CFODive
RSS FeedFirms prioritize growth over job cuts after AI productivity gains
Original Published: December 9, 2025••🟡Neutral
🎯 Impact Sentiment: Neutral
📋 Summary
- Only 17% of companies adopting AI have actually reduced their workforce due to productivity gains, according to EY’s survey.
- Most firms are channeling the benefits from AI into growth areas: new AI investments, cybersecurity, R&D, and employee upskilling, rather than mass layoffs.
- While high-profile layoffs tied to AI do make headlines, EY’s data shows companies are aiming to become more capable and competitive, not just to cut costs.

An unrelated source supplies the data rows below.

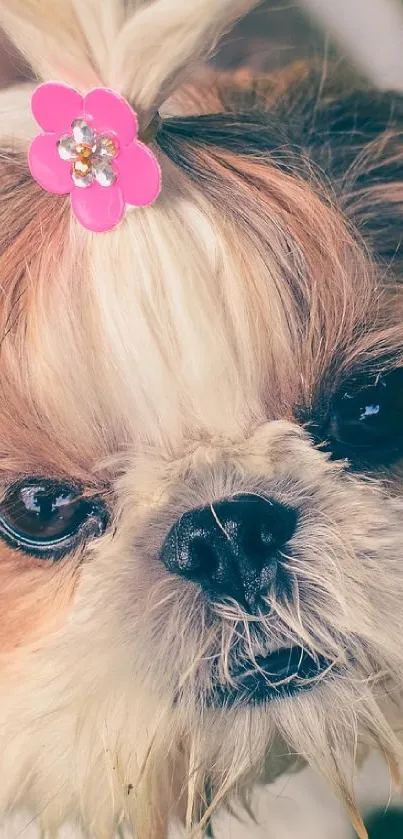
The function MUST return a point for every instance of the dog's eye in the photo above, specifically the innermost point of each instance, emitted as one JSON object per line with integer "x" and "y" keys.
{"x": 46, "y": 518}
{"x": 369, "y": 415}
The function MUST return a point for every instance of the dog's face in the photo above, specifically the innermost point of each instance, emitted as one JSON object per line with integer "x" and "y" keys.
{"x": 196, "y": 586}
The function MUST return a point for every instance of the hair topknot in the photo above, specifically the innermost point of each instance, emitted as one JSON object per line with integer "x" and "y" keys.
{"x": 142, "y": 50}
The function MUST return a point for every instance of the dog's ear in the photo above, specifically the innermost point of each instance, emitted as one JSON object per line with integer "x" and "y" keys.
{"x": 356, "y": 139}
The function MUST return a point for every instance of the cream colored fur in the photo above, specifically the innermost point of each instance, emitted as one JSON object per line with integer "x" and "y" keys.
{"x": 164, "y": 360}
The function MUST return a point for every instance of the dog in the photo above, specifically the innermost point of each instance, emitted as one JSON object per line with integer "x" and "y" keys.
{"x": 201, "y": 573}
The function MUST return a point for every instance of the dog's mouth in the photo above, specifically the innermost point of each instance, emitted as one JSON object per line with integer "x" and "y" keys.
{"x": 282, "y": 673}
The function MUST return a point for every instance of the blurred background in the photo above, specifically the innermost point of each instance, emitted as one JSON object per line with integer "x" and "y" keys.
{"x": 368, "y": 35}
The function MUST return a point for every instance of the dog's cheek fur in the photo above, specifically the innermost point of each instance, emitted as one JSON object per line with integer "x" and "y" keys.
{"x": 276, "y": 294}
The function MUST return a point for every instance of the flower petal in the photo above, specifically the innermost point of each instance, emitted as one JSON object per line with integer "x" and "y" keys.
{"x": 98, "y": 209}
{"x": 139, "y": 175}
{"x": 46, "y": 166}
{"x": 110, "y": 112}
{"x": 55, "y": 106}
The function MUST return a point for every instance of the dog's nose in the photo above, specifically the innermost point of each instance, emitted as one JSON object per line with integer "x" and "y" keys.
{"x": 231, "y": 547}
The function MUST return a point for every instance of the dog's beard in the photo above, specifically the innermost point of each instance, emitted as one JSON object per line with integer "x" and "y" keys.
{"x": 179, "y": 661}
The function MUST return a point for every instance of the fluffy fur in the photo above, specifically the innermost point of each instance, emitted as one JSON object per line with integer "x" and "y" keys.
{"x": 173, "y": 362}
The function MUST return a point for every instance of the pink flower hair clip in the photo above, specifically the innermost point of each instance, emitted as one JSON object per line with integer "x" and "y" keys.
{"x": 90, "y": 149}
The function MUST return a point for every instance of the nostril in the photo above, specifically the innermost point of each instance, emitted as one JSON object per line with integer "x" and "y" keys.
{"x": 203, "y": 558}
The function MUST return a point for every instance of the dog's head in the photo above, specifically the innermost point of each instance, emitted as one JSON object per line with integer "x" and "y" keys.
{"x": 201, "y": 575}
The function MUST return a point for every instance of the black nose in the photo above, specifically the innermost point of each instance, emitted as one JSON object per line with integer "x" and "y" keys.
{"x": 231, "y": 547}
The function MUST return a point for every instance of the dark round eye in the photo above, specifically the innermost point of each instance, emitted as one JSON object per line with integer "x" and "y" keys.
{"x": 369, "y": 415}
{"x": 46, "y": 518}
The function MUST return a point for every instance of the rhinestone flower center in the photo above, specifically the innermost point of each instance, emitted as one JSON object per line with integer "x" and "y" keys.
{"x": 91, "y": 156}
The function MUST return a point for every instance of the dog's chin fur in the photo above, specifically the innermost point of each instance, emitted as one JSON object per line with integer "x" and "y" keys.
{"x": 176, "y": 361}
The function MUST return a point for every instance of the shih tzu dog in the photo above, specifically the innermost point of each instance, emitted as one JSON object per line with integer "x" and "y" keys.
{"x": 201, "y": 517}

- AI-related investments are rising sharply, with a large majority of organizations seeing significant productivity and financial performance improvements.
💡 JR Insights
- 💼 Implication: Companies are treating AI as an accelerator for business growth, not just a shortcut to shrink headcount. That’s a good sign if you’re willing to learn and adapt, since they're investing heavily in new skills and tech.
- 🚨 Risk: Don't ignore the fact that some jobs are absolutely being cut—especially in roles that are easy to automate. The attention on upskilling could leave behind workers who don't, or can't, quickly adapt to new tech demands.
- ✨ Takeaway: If you stay on top of new tech, continuously develop your skills, and focus on roles that leverage human judgment and creativity, you’ll be better positioned as companies lean into AI for growth rather than just for cuts.